EU-Beitritt der Ukraine: Welche Staaten bremsen und wann die Verhandlungen starten könnten.

EU-Beitritt der Ukraine: Welche Staaten bremsen und wann die Verhandlungen starten könnten
EU-Beitritt der Ukraine: Welche Staaten bremsen und wann die Verhandlungen starten könnten

Der lange Weg der Ukraine in die Europäische Union

Nach Angaben von TSN.ua: Bereits 2013 nahm die Annäherung zwischen Kiew und Brüssel eine dramatische Wendung, als der damalige Präsident Wiktor Janukowitsch das Assoziierungsabkommen ablehnte und damit landesweite Proteste auslöste. Dies markierte den Beginn einer schwierigen Phase, die sich jedoch ab 2022 grundlegend änderte. In diesem Jahr reichte die Ukraine offiziell ihren Beitrittsantrag ein, und am 17. Juni empfahl die Europäische Kommission, dem Land den Kandidatenstatus zu verleihen.

Hürden und Forderungen auf dem Weg in die EU

Der Beitrittsprozess verlangt die Erfüllung mehrerer Bedingungen, darunter die 1993 festgelegten Kopenhagener Kriterien. Die EU-Kommission hat für die Ukraine sieben vorrangige Reformbereiche definiert, die Fortschritte in der Integration ermöglichen sollen. Der offizielle Start der Beitrittsverhandlungen wird für Juni 2024 erwartet. Dennoch muss die Ukraine auf diesem Weg erhebliche Hindernisse überwinden.
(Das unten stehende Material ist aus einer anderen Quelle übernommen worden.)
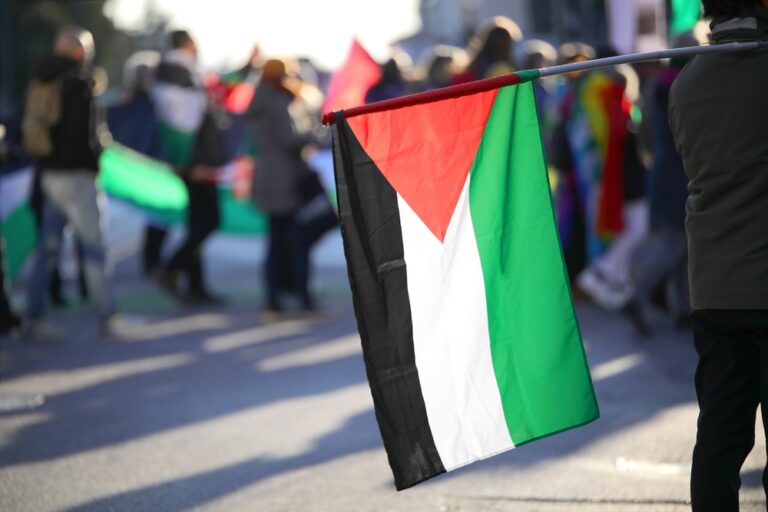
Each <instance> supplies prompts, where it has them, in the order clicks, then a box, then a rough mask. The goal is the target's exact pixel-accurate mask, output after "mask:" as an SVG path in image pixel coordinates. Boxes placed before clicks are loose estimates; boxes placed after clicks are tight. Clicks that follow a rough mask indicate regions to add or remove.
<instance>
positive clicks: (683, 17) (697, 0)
mask: <svg viewBox="0 0 768 512" xmlns="http://www.w3.org/2000/svg"><path fill="white" fill-rule="evenodd" d="M700 19H701V2H700V0H672V19H671V20H670V22H669V31H670V32H671V33H672V35H677V34H680V33H681V32H686V31H688V30H691V29H693V27H694V26H695V25H696V23H697V22H698V21H699V20H700Z"/></svg>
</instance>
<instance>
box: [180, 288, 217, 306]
mask: <svg viewBox="0 0 768 512" xmlns="http://www.w3.org/2000/svg"><path fill="white" fill-rule="evenodd" d="M184 302H186V303H187V304H194V305H199V306H220V305H223V304H225V303H226V301H225V300H224V299H223V298H221V297H218V296H216V295H212V294H211V293H209V292H208V290H206V289H205V288H193V289H191V290H189V291H188V292H187V294H186V295H184Z"/></svg>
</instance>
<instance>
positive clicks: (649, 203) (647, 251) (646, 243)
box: [626, 32, 698, 337]
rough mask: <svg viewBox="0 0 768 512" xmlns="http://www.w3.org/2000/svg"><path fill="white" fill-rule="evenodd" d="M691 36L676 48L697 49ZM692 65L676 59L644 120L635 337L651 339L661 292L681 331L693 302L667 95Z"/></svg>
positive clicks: (668, 100)
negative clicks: (649, 149)
mask: <svg viewBox="0 0 768 512" xmlns="http://www.w3.org/2000/svg"><path fill="white" fill-rule="evenodd" d="M696 45H698V42H697V41H696V39H695V38H694V36H693V33H692V32H686V33H684V34H681V35H680V36H678V38H677V40H676V43H675V47H677V48H680V47H685V46H696ZM688 60H689V59H682V58H677V59H672V61H671V62H670V63H669V65H668V66H667V67H666V68H665V69H664V70H663V71H662V72H661V74H660V75H659V77H658V78H657V79H656V80H655V81H654V84H653V86H652V89H651V91H650V94H649V97H648V105H647V108H646V112H645V115H646V116H647V119H648V123H649V130H648V131H649V134H650V151H651V155H652V161H653V163H652V165H651V167H650V169H649V172H648V181H647V198H648V208H649V212H650V233H649V234H648V237H647V238H646V239H645V241H643V242H642V244H641V245H640V247H638V248H637V250H636V251H635V253H634V255H633V257H632V260H633V262H632V271H631V274H632V280H633V283H634V295H633V297H632V299H631V300H630V302H629V304H628V305H627V308H626V313H627V314H628V316H629V319H630V320H631V322H632V323H633V325H634V327H635V329H636V330H637V333H638V334H639V335H640V336H642V337H650V336H651V335H652V334H653V330H652V327H651V323H650V319H649V316H650V311H651V308H652V306H651V302H652V301H651V297H652V295H653V292H654V291H655V290H656V289H657V288H658V287H659V286H663V288H664V290H665V291H666V292H667V293H666V296H667V309H668V310H669V312H670V314H671V316H672V317H673V318H674V319H675V321H676V323H677V325H678V326H680V327H683V326H685V325H687V323H688V318H689V317H690V309H691V301H690V297H689V292H688V246H687V240H686V236H685V201H686V199H687V197H688V178H687V177H686V175H685V171H684V170H683V161H682V159H681V158H680V154H679V153H678V152H677V149H676V148H675V142H674V140H673V138H672V132H671V131H670V129H669V120H668V116H667V111H668V107H669V90H670V88H671V87H672V83H673V82H674V80H675V79H676V78H677V76H678V75H679V74H680V71H681V70H682V69H683V66H684V65H685V64H686V63H687V62H688Z"/></svg>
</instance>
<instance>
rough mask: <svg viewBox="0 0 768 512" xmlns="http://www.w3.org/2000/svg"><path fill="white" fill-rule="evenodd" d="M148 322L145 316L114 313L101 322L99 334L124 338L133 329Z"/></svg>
mask: <svg viewBox="0 0 768 512" xmlns="http://www.w3.org/2000/svg"><path fill="white" fill-rule="evenodd" d="M145 324H146V320H145V319H144V317H140V316H135V315H126V314H124V313H112V314H111V315H109V316H108V317H107V318H106V319H104V320H102V321H100V322H99V336H100V337H102V338H124V337H126V335H128V334H129V333H130V331H131V329H133V328H135V327H140V326H142V325H145Z"/></svg>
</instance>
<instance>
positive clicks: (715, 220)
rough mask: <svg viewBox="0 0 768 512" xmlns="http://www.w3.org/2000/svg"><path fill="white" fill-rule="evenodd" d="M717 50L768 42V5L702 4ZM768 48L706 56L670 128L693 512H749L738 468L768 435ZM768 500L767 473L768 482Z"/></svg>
mask: <svg viewBox="0 0 768 512" xmlns="http://www.w3.org/2000/svg"><path fill="white" fill-rule="evenodd" d="M702 3H703V5H704V15H705V17H707V18H709V19H711V20H712V23H711V28H712V35H711V38H712V40H713V42H714V43H715V44H718V43H725V42H732V41H766V40H768V0H704V1H703V2H702ZM766 114H768V48H759V49H756V50H752V51H747V52H737V53H718V54H708V55H701V56H697V57H696V58H694V59H693V61H692V62H690V63H689V64H688V65H687V66H686V67H685V68H684V69H683V71H682V72H681V73H680V75H679V76H678V77H677V80H676V81H675V83H674V84H673V86H672V90H671V93H670V99H669V119H670V126H671V128H672V134H673V136H674V139H675V144H676V146H677V149H678V151H679V152H680V154H681V155H682V158H683V164H684V167H685V172H686V174H687V176H688V181H689V183H688V190H689V196H688V200H687V205H686V209H687V210H686V211H687V218H686V231H687V235H688V255H689V259H688V266H689V276H690V289H691V303H692V307H693V314H692V320H693V337H694V344H695V346H696V351H697V352H698V355H699V362H698V366H697V369H696V380H695V384H696V395H697V397H698V402H699V419H698V431H697V435H696V445H695V447H694V450H693V466H692V469H691V503H692V508H693V510H694V511H695V512H702V511H717V512H730V511H736V510H738V509H739V487H740V485H741V480H740V478H739V470H740V468H741V466H742V464H743V463H744V460H745V458H746V457H747V454H749V452H750V450H751V449H752V447H753V445H754V435H755V416H756V411H757V407H758V405H761V411H762V415H763V425H764V426H766V425H768V137H766V127H765V124H766ZM763 487H764V488H765V490H766V493H768V471H767V472H764V473H763Z"/></svg>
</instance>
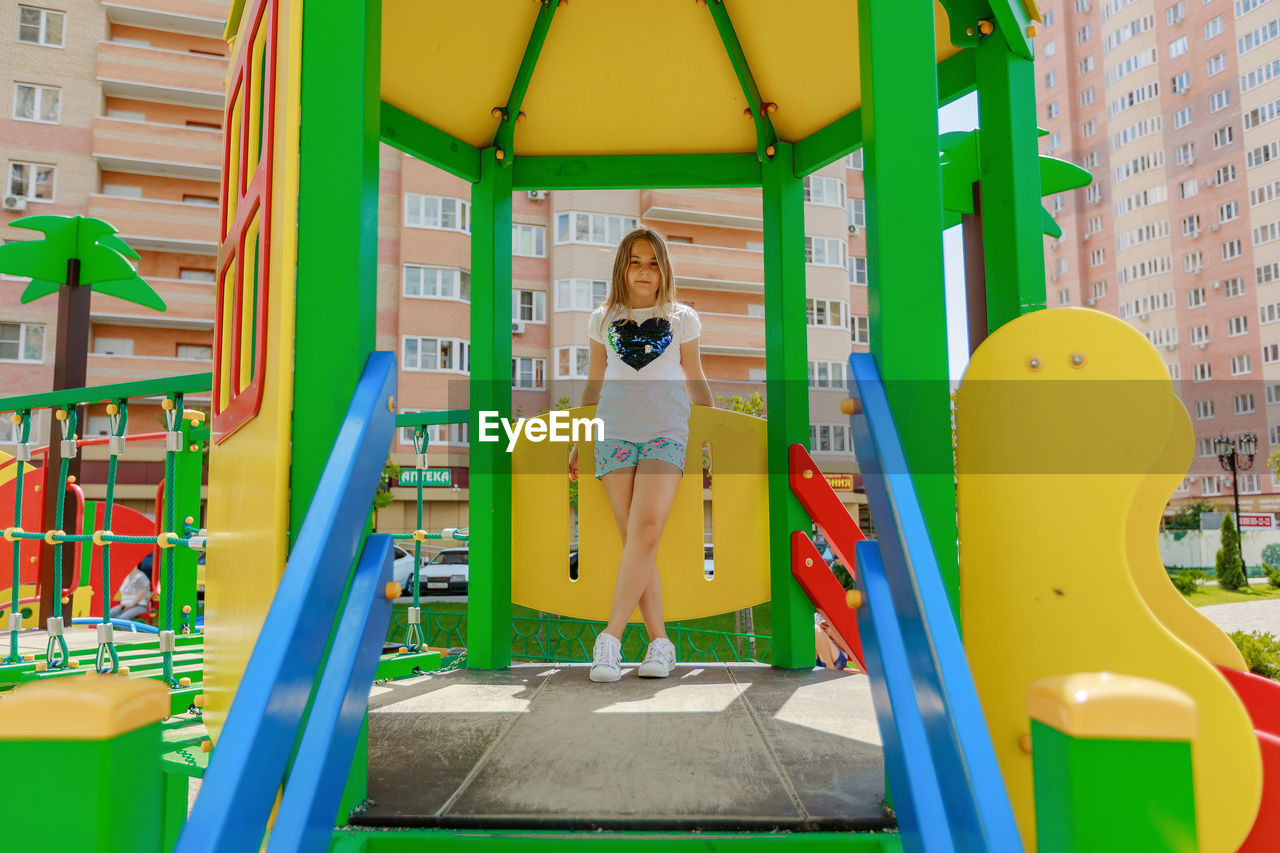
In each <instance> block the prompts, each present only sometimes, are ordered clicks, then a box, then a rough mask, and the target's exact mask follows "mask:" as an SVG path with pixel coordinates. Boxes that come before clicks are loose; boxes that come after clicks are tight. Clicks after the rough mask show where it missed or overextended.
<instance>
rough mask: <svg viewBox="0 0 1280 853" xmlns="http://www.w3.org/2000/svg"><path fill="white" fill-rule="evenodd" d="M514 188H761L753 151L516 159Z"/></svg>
mask: <svg viewBox="0 0 1280 853" xmlns="http://www.w3.org/2000/svg"><path fill="white" fill-rule="evenodd" d="M513 170H515V173H516V175H515V178H513V179H512V188H515V190H672V188H684V190H696V188H700V187H759V186H760V161H759V160H756V159H755V156H754V155H750V154H653V155H618V156H591V158H517V159H516V165H515V169H513Z"/></svg>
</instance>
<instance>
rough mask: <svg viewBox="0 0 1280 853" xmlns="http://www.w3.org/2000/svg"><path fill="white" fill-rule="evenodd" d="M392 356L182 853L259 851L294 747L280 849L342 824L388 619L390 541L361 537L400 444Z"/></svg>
mask: <svg viewBox="0 0 1280 853" xmlns="http://www.w3.org/2000/svg"><path fill="white" fill-rule="evenodd" d="M394 392H396V359H394V356H392V355H390V353H385V352H375V353H372V355H370V357H369V362H367V364H366V365H365V371H364V374H362V375H361V378H360V382H358V383H357V386H356V391H355V393H353V394H352V400H351V406H349V409H348V410H347V416H346V419H344V420H343V424H342V428H340V430H339V432H338V438H337V441H335V442H334V447H333V451H332V453H330V455H329V460H328V462H326V464H325V467H324V473H323V474H321V476H320V483H319V485H317V488H316V493H315V498H314V500H312V502H311V508H310V510H308V511H307V515H306V519H305V520H303V523H302V529H301V530H300V533H298V538H297V542H296V543H294V544H293V551H292V553H291V555H289V560H288V564H287V565H285V569H284V575H283V576H282V579H280V585H279V588H278V590H276V593H275V598H274V599H273V601H271V607H270V610H269V611H268V615H266V621H265V622H264V625H262V631H261V634H260V635H259V642H257V644H256V646H255V647H253V653H252V654H251V657H250V661H248V667H247V669H246V671H244V676H243V678H242V679H241V686H239V690H238V692H237V694H236V699H234V702H233V703H232V707H230V711H229V713H228V716H227V722H225V726H224V727H223V733H221V736H220V738H219V742H218V749H216V752H215V753H214V757H212V761H211V762H210V766H209V771H207V772H206V775H205V779H204V784H202V786H201V792H200V797H198V798H197V799H196V804H195V808H193V809H192V812H191V816H189V818H188V820H187V825H186V826H184V829H183V833H182V835H180V836H179V839H178V845H177V849H178V850H179V852H182V853H191V852H196V850H256V849H259V848H260V847H261V844H262V836H264V834H265V831H266V822H268V818H269V816H270V813H271V807H273V804H274V803H275V797H276V792H278V790H279V789H280V785H282V784H284V777H285V772H287V771H288V770H289V767H288V766H289V761H291V757H292V756H293V754H294V745H296V744H297V747H298V748H297V753H296V754H297V758H296V761H294V765H293V768H292V771H289V774H288V776H289V780H288V784H287V785H285V789H284V798H283V800H282V808H280V813H279V815H278V817H276V827H275V830H274V831H273V834H271V849H301V848H302V847H305V845H307V844H310V845H312V847H315V848H316V849H321V848H320V847H319V845H317V841H316V836H315V835H314V834H312V831H314V827H316V826H319V825H320V824H324V822H325V821H328V825H326V826H325V830H326V831H328V830H329V829H332V827H333V821H334V815H335V812H337V809H338V797H340V793H342V789H343V786H344V784H346V780H347V770H348V767H349V765H351V760H352V754H353V751H355V744H356V738H357V736H358V731H360V725H361V721H362V719H364V708H365V704H366V703H367V698H369V689H370V686H371V684H372V672H374V667H375V666H376V661H378V656H379V653H380V651H381V639H383V637H385V634H387V624H388V620H389V617H390V607H392V602H390V601H389V599H388V598H387V597H385V594H384V588H385V583H387V581H388V580H390V574H392V558H390V555H392V549H390V538H389V537H370V538H369V540H367V543H365V547H364V551H362V552H361V540H362V538H364V530H365V523H366V521H367V519H369V511H370V507H371V506H372V501H374V492H375V491H376V488H378V480H379V476H380V475H381V471H383V462H384V461H385V459H387V452H388V448H389V447H390V443H392V438H393V437H394V429H396V427H394V421H396V416H394V414H393V412H390V411H388V406H387V400H388V398H389V397H390V396H393V394H394ZM357 555H358V556H360V565H358V566H357V567H356V571H355V575H352V565H353V564H355V562H356V557H357ZM348 579H349V580H351V589H349V592H348V593H347V596H346V598H343V593H344V592H346V590H347V581H348ZM339 608H340V612H339ZM335 622H337V625H338V630H337V631H335V635H334V640H333V643H332V646H330V648H329V653H328V658H326V661H324V660H323V658H324V654H325V643H324V639H325V638H328V637H330V634H332V633H334V631H333V629H334V625H335ZM312 697H314V701H312ZM308 703H310V706H311V707H310V713H307V708H308ZM303 716H306V717H307V727H306V730H305V731H302V733H301V735H300V729H301V726H302V720H303ZM323 812H326V815H328V817H325V815H324V813H323ZM325 838H328V836H325ZM325 847H328V844H325Z"/></svg>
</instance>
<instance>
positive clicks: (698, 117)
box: [381, 0, 959, 155]
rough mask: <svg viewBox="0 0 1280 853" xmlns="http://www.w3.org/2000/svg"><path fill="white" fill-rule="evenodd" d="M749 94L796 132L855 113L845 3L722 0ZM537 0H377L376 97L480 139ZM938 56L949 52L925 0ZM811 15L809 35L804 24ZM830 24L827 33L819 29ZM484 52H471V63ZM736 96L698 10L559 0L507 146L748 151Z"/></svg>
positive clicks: (496, 127) (753, 137)
mask: <svg viewBox="0 0 1280 853" xmlns="http://www.w3.org/2000/svg"><path fill="white" fill-rule="evenodd" d="M727 10H728V14H730V18H731V19H732V22H733V28H735V31H736V33H737V37H739V42H740V44H741V45H742V50H744V54H745V56H746V60H748V65H749V67H750V69H751V73H753V77H754V78H755V81H756V83H758V86H759V88H760V93H762V96H763V97H764V100H767V101H774V102H777V104H778V105H780V110H778V111H777V113H776V114H774V115H773V123H774V127H776V128H777V131H778V133H780V136H781V138H783V140H791V141H796V140H800V138H804V137H805V136H808V134H810V133H813V132H814V131H817V129H819V128H822V127H824V126H827V124H829V123H831V122H833V120H835V119H837V118H840V117H842V115H845V114H847V113H849V111H851V110H854V109H856V108H858V106H859V105H860V102H861V93H860V90H859V69H858V22H856V4H854V3H847V1H842V0H794V1H792V3H762V1H759V0H730V3H727ZM536 14H538V4H535V3H525V1H516V0H477V1H475V3H465V4H462V3H460V4H426V3H419V1H417V0H385V1H384V4H383V83H381V87H383V100H385V101H387V102H389V104H393V105H396V106H398V108H401V109H403V110H406V111H407V113H410V114H412V115H416V117H419V118H421V119H424V120H425V122H428V123H429V124H433V126H434V127H436V128H440V129H442V131H445V132H448V133H452V134H453V136H457V137H458V138H461V140H463V141H466V142H468V143H471V145H475V146H479V147H484V146H486V145H490V143H492V141H493V138H494V132H495V131H497V127H498V122H497V119H494V118H493V117H492V115H490V110H492V109H493V108H494V106H502V105H504V104H506V102H507V99H508V96H509V92H511V86H512V83H513V82H515V78H516V72H517V69H518V68H520V61H521V58H522V56H524V53H525V47H526V45H527V41H529V36H530V33H531V32H532V27H534V20H535V19H536ZM934 15H936V22H937V23H936V44H937V58H938V60H942V59H945V58H947V56H951V55H954V54H955V53H957V51H959V49H957V47H955V46H952V45H951V41H950V38H948V35H947V33H948V29H947V28H948V24H947V17H946V13H945V12H943V10H942V6H941V4H936V12H934ZM815 22H820V32H819V31H815V29H814V23H815ZM831 33H836V36H832V35H831ZM477 58H484V61H477ZM745 108H746V99H745V96H744V95H742V88H741V86H740V83H739V82H737V77H736V74H735V73H733V67H732V64H731V63H730V59H728V55H727V54H726V51H724V46H723V44H722V41H721V37H719V33H718V32H717V29H716V24H714V20H713V19H712V15H710V14H709V12H708V10H707V8H704V6H700V5H699V4H695V3H692V1H691V0H646V1H645V3H644V4H626V3H617V0H573V1H572V3H570V4H567V5H563V6H559V8H558V9H557V12H556V15H554V18H553V20H552V24H550V29H549V32H548V36H547V41H545V44H544V45H543V50H541V54H540V56H539V61H538V65H536V70H535V72H534V76H532V78H531V81H530V86H529V91H527V93H526V96H525V101H524V105H522V109H524V111H525V114H526V120H525V122H522V123H521V124H518V126H517V128H516V137H515V149H516V154H518V155H588V154H703V152H754V151H755V128H754V124H753V122H751V120H750V119H748V118H744V115H742V110H744V109H745Z"/></svg>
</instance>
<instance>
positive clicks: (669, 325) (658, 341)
mask: <svg viewBox="0 0 1280 853" xmlns="http://www.w3.org/2000/svg"><path fill="white" fill-rule="evenodd" d="M609 343H611V345H612V346H613V351H614V352H617V353H618V357H620V359H622V361H623V364H627V365H630V366H631V368H632V369H635V370H639V369H641V368H643V366H645V365H646V364H649V362H650V361H653V360H654V359H657V357H658V356H660V355H662V353H663V352H666V351H667V346H669V345H671V323H668V321H667V319H666V318H662V316H652V318H649V319H648V320H645V321H644V323H636V321H635V320H614V321H613V324H612V325H609Z"/></svg>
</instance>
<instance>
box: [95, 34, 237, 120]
mask: <svg viewBox="0 0 1280 853" xmlns="http://www.w3.org/2000/svg"><path fill="white" fill-rule="evenodd" d="M97 79H99V82H101V83H102V92H104V93H105V95H108V96H110V97H128V99H136V100H143V101H160V102H161V104H183V105H187V106H202V108H205V109H223V101H224V99H225V81H227V59H225V58H223V56H205V55H201V54H189V53H187V51H182V50H161V49H159V47H138V46H134V45H120V44H116V42H114V41H104V42H100V44H99V51H97Z"/></svg>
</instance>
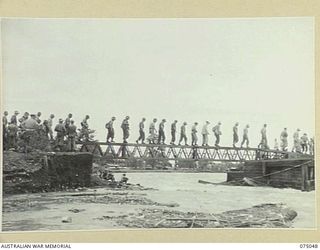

Ein zentrales Problem ist der Widerstand einzelner Mitgliedstaaten, insbesondere Ungarns und der Slowakei, die eine ablehnende Haltung gegenüber dem Kandidatenstatus einnehmen. Der Experte Roman Petrov erklärte dazu:

„Derzeit haben wir Schwierigkeiten mit mehreren Ländern, die eine offen anti-ukrainische Position vertreten.“
Präsident Wolodymyr Selenskyj strebt an, technisch bis 2027 beitrittsbereit zu sein. Der deutsche Kanzler Friedrich Merz schloss jedoch einen erleichterten Aufnahmeprozess aus.

Die Fortschritte der Ukraine werden anhand von sechs thematischen Clustern bewertet, die verschiedene Anforderungsbereiche zusammenfassen. Kaja Kallas betonte:

„Es liegt noch viel Arbeit vor uns.“
Dies unterstreicht den anhaltenden Reformbedarf des Landes. Derzeit hat die Ukraine klare Vorstellungen von ihren europäischen Integrationszielen, doch deren Umsetzung erfordert erheblichen Einsatz und Zeit.

Der EU-Beitritt der Ukraine ist nicht nur für das Land selbst von Bedeutung, sondern auch für die regionale Stabilität und Sicherheit. Ein erfolgreicher Abschluss könnte die Wirtschaft und politische Stabilität der Ukraine stärken sowie die Beziehungen zu anderen europäischen Staaten verbessern. Angesichts der bestehenden Herausforderungen muss Kiew jedoch weiter an Reformen arbeiten und die Spannungen mit einzelnen EU-Mitgliedern abbauen. Es bleibt zu hoffen, dass politischer Wille und die Unterstützung der Verbündeten der Ukraine helfen, ihre Ziele in den kommenden Jahren zu erreichen.